Subramanian Amarendran R, Kaufmann Michael, Morgenstern Burkhard
University of Tübingen, Wilhelm-Schickard-Institut für Informatik, Sand 13, 72076 Tübingen, Germany.
Algorithms Mol Biol. 2008 May 27;3:6. doi: 10.1186/1748-7188-3-6.

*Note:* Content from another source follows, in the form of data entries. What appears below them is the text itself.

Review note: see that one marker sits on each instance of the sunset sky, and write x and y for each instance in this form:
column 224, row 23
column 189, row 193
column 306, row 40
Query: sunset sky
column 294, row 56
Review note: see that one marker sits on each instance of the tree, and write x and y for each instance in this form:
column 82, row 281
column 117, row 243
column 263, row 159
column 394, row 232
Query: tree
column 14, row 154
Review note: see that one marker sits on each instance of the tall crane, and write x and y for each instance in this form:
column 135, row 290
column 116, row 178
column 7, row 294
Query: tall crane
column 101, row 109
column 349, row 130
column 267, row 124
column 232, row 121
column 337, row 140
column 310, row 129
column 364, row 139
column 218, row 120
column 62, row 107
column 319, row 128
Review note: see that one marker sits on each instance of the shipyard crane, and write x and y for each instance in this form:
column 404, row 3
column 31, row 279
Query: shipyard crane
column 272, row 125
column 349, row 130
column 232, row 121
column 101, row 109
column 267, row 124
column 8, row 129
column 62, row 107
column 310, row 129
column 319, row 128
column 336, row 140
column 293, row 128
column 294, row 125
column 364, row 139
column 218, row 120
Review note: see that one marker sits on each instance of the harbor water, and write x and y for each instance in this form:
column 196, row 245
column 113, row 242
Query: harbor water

DIALIGN-T is a reimplementation of the multiple-alignment program DIALIGN. Due to several algorithmic improvements, it produces significantly better alignments on locally and globally related sequence sets than previous versions of DIALIGN. However, like the original implementation of the program, DIALIGN-T uses a a straight-forward greedy approach to assemble multiple alignments from local pairwise sequence similarities. Such greedy approaches may be vulnerable to spurious random similarities and can therefore lead to suboptimal results. In this paper, we present DIALIGN-TX, a substantial improvement of DIALIGN-T that combines our previous greedy algorithm with a progressive alignment approach.
Our new heuristic produces significantly better alignments, especially on globally related sequences, without increasing the CPU time and memory consumption exceedingly. The new method is based on a guide tree; to detect possible spurious sequence similarities, it employs a vertex-cover approximation on a conflict graph. We performed benchmarking tests on a large set of nucleic acid and protein sequences For protein benchmarks we used the benchmark database BALIBASE 3 and an updated release of the database IRMBASE 2 for assessing the quality on globally and locally related sequences, respectively. For alignment of nucleic acid sequences, we used BRAliBase II for global alignment and a newly developed database of locally related sequences called DIRM-BASE 1. IRMBASE 2 and DIRMBASE 1 are constructed by implanting highly conserved motives at random positions in long unalignable sequences.
On BALIBASE3, our new program performs significantly better than the previous program DIALIGN-T and outperforms the popular global aligner CLUSTAL W, though it is still outperformed by programs that focus on global alignment like MAFFT, MUSCLE and T-COFFEE. On the locally related test sets in IRMBASE 2 and DIRM-BASE 1, our method outperforms all other programs while MAFFT E-INSi is the only method that comes close to the performance of DIALIGN-TX.
DIALIGN-T是多序列比对程序DIALIGN的重新实现。由于在算法上有多项改进,与DIALIGN的早期版本相比,它在局部和全局相关序列集上生成的比对结果有显著提升。然而,与该程序的原始实现一样,DIALIGN-T采用一种直接的贪心方法,从局部两两序列相似性中组装多序列比对。这种贪心方法可能容易受到虚假随机相似性的影响,因此可能导致次优结果。在本文中,我们介绍了DIALIGN-TX,它是DIALIGN-T的重大改进版本,将我们之前的贪心算法与渐进比对方法相结合。
我们新的启发式算法生成的比对结果显著更好,尤其是在全局相关序列上,同时不会过度增加CPU时间和内存消耗。新方法基于一棵引导树;为了检测可能的虚假序列相似性,它在冲突图上采用顶点覆盖近似法。我们对一大组核酸和蛋白质序列进行了基准测试。对于蛋白质基准测试,我们使用基准数据库BALIBASE 3和更新后的数据库IRMBASE 2版本,分别评估全局和局部相关序列的质量。对于核酸序列比对,我们使用BRAliBase II进行全局比对,并使用一个新开发的名为DIRM-BASE 1的局部相关序列数据库。IRMBASE 2和DIRMBASE 1是通过在长的不可比对序列中的随机位置植入高度保守基序构建的。
在BALIBASE3上,我们的新程序表现明显优于先前的程序DIALIGN-T,并且优于流行的全局比对工具CLUSTAL W,不过它仍然比专注于全局比对的程序如MAFFT、MUSCLE和T-COFFEE表现稍逊。在IRMBASE 2和DIRM-BASE 1中的局部相关测试集上,我们的方法优于所有其他程序,而MAFFT E-INSi是唯一接近DIALIGN-TX性能的方法。